Opinion
No. 05-19-00384-CV
02-20-2020
On Appeal from the 101st Judicial District Court Dallas County, Texas
Trial Court Cause No. DC-17-03549
MEMORANDUM OPINION
Before Justices Myers, Whitehill, and Pedersen, III
Opinion by Justice Myers
Optio Solutions, LLC, appeals the take-nothing judgment the trial court rendered on Optio's suit against Ying Peng. Optio brings three issues on appeal contending (1) the trial court erred by denying Optio's motion for default judgment; (2) the evidence at trial did not support the trial court's judgment; and (3) the trial court erred by denying Optio's motion for new trial. We affirm the trial court's judgment.
BACKGROUND
Ying Peng suffers from bipolar disorder. On February 22, 2016, during a period of her mental illness, Peng went to a BMW dealership and purchased a new BMW X5. As a down payment, she gave the dealership a check for $25,000. However, there was no money in the bank account. Optio alleged Peng's bank refused to honor the check. Optio also alleged it was the holder of the check. Optio sued Peng for failing to pay the check.

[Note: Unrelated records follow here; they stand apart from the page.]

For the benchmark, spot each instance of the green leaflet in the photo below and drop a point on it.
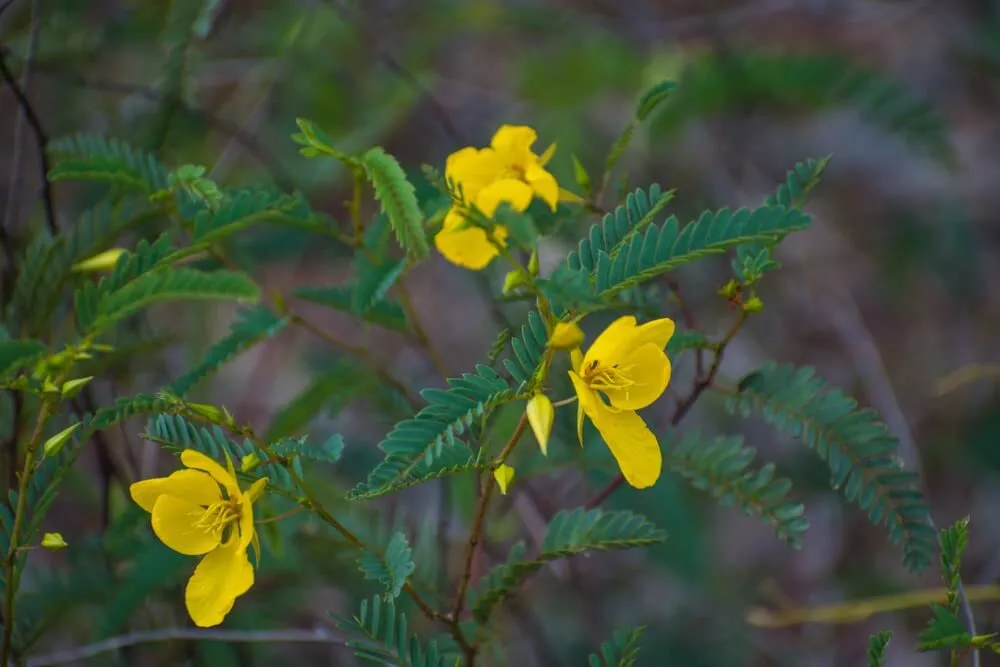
(385, 312)
(399, 201)
(722, 467)
(877, 645)
(14, 354)
(413, 444)
(252, 326)
(167, 285)
(383, 636)
(570, 533)
(620, 651)
(91, 157)
(393, 568)
(861, 453)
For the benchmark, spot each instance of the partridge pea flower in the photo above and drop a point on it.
(201, 511)
(625, 370)
(507, 171)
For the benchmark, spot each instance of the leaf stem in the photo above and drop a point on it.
(12, 550)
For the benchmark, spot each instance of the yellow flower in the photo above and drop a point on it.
(504, 474)
(506, 171)
(202, 511)
(628, 367)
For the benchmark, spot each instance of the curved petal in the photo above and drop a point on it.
(649, 369)
(658, 332)
(515, 140)
(246, 512)
(193, 485)
(220, 578)
(585, 403)
(609, 347)
(474, 169)
(544, 184)
(510, 190)
(467, 247)
(174, 522)
(195, 459)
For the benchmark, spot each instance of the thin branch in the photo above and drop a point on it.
(683, 407)
(41, 141)
(74, 655)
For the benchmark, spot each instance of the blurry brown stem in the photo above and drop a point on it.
(684, 406)
(477, 530)
(10, 558)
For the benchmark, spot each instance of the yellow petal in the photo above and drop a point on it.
(192, 485)
(633, 445)
(658, 332)
(514, 140)
(474, 169)
(544, 158)
(544, 184)
(174, 523)
(195, 459)
(104, 261)
(566, 335)
(504, 474)
(586, 397)
(53, 541)
(648, 368)
(220, 578)
(540, 416)
(510, 190)
(609, 347)
(469, 247)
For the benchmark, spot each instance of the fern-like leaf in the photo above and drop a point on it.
(413, 444)
(620, 651)
(383, 636)
(877, 645)
(391, 569)
(858, 448)
(169, 285)
(569, 534)
(252, 326)
(94, 158)
(399, 201)
(722, 468)
(15, 354)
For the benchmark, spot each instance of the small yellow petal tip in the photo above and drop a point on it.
(53, 541)
(104, 261)
(503, 475)
(566, 336)
(541, 414)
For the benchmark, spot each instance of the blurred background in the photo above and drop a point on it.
(890, 291)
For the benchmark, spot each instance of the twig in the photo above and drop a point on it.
(10, 557)
(41, 140)
(477, 529)
(683, 407)
(74, 655)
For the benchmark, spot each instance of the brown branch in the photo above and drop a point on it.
(41, 141)
(683, 407)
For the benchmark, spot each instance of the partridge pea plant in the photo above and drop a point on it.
(586, 340)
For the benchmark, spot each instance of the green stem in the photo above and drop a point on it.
(12, 550)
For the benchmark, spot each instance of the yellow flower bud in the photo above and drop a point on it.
(53, 541)
(513, 280)
(566, 335)
(104, 261)
(503, 475)
(540, 416)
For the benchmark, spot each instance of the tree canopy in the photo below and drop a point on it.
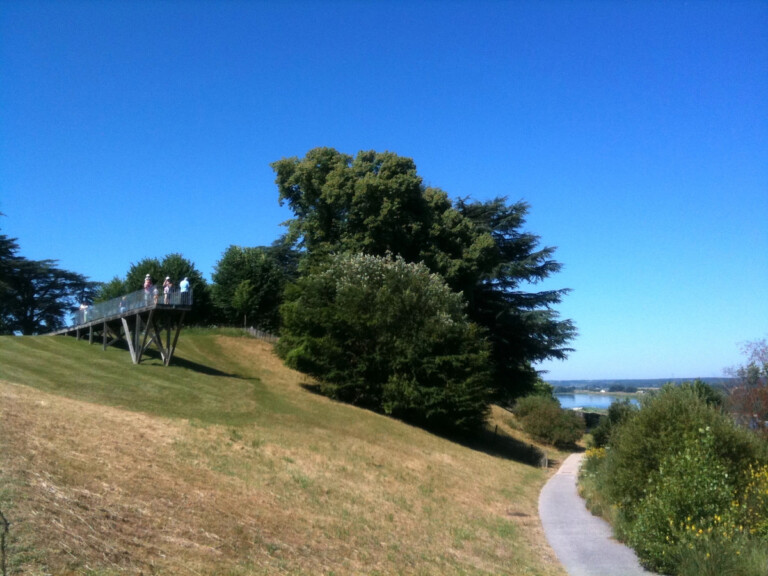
(377, 204)
(36, 295)
(249, 283)
(388, 335)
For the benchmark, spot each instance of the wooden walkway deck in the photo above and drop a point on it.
(139, 328)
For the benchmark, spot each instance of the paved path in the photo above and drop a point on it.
(583, 543)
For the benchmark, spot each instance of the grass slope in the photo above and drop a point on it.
(224, 463)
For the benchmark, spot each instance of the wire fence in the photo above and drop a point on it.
(156, 297)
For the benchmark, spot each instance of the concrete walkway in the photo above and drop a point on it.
(584, 544)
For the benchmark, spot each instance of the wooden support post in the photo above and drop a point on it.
(129, 339)
(137, 337)
(146, 333)
(159, 341)
(172, 349)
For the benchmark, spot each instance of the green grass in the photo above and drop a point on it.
(224, 463)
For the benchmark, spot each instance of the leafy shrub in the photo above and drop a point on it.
(658, 430)
(391, 336)
(685, 483)
(543, 418)
(618, 412)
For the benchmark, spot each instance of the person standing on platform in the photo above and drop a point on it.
(147, 289)
(167, 286)
(184, 287)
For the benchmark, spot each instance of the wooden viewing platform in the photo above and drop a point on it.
(138, 319)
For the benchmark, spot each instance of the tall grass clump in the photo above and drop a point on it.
(685, 487)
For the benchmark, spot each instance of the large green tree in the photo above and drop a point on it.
(388, 335)
(376, 203)
(248, 284)
(36, 296)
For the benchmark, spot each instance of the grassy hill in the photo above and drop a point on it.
(226, 463)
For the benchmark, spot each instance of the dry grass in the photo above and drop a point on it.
(308, 486)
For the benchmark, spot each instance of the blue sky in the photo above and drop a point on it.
(637, 132)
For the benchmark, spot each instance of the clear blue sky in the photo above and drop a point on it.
(637, 131)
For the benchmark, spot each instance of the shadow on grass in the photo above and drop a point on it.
(491, 442)
(501, 445)
(181, 362)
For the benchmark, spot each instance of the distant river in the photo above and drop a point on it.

Peng did not timely file an answer. Optio filed a motion for default judgment. Peng then filed a letter from the Collin County Mental Health and Mental Retardation Center dated August 31, 2016, stating she had a manic episode that spring. The record does not show that the trial court ruled on the motion for default judgment.
The parties tried the case before the court. Six months later, the trial court rendered judgment that Optio take nothing on its suit against Peng.
PRESERVATION OF ERROR
In its first issue, Optio contends the trial court erred by denying its motion for default judgment.
Generally, before an appellant may present a complaint for appellate review, the record must show the appellant presented the complaint to the trial court by a timely request, objection, or motion and that the trial court ruled on the request, objection, or motion, either expressly or impliedly, or that the trial court refused to rule and the appellant objected to the court's refusal. TEX. R. APP. P. 33.1(a). These requirements apply to motions for default judgment. See Echendu v. Huerta, No. 05-15-01351-CV, 2017 WL 1908622, at *2 (Tex. App.—Dallas May 9, 2017, no pet.) (mem. op.) (complaint that trial court denied motion for default judgment not preserved when record did not show trial court ruled on motion).
The record shows Optio filed its motion for default judgment on May 24, 2017, requesting that the court sign a default judgment in its favor against Peng. However, nothing in the record shows the trial court ruled on the motion.
Optio states in its brief that the trial court treated the letter Peng filed from the Collin County Mental Health and Mental Retardation Center as an answer. Nothing in the record supports this statement. The trial court's docket sheet contained in the clerk's record indicates there was a hearing scheduled on the motion for default judgment, but there is no reporter's record from the hearing. The record does not show that the trial court ruled on the motion. Nor does the record show the trial court refused to rule and that Optio objected to the trial court's refusal to rule. See TEX. R. APP. P. 33.1(a)(2)(B); Echendu, 2017 WL 1908622, at *2.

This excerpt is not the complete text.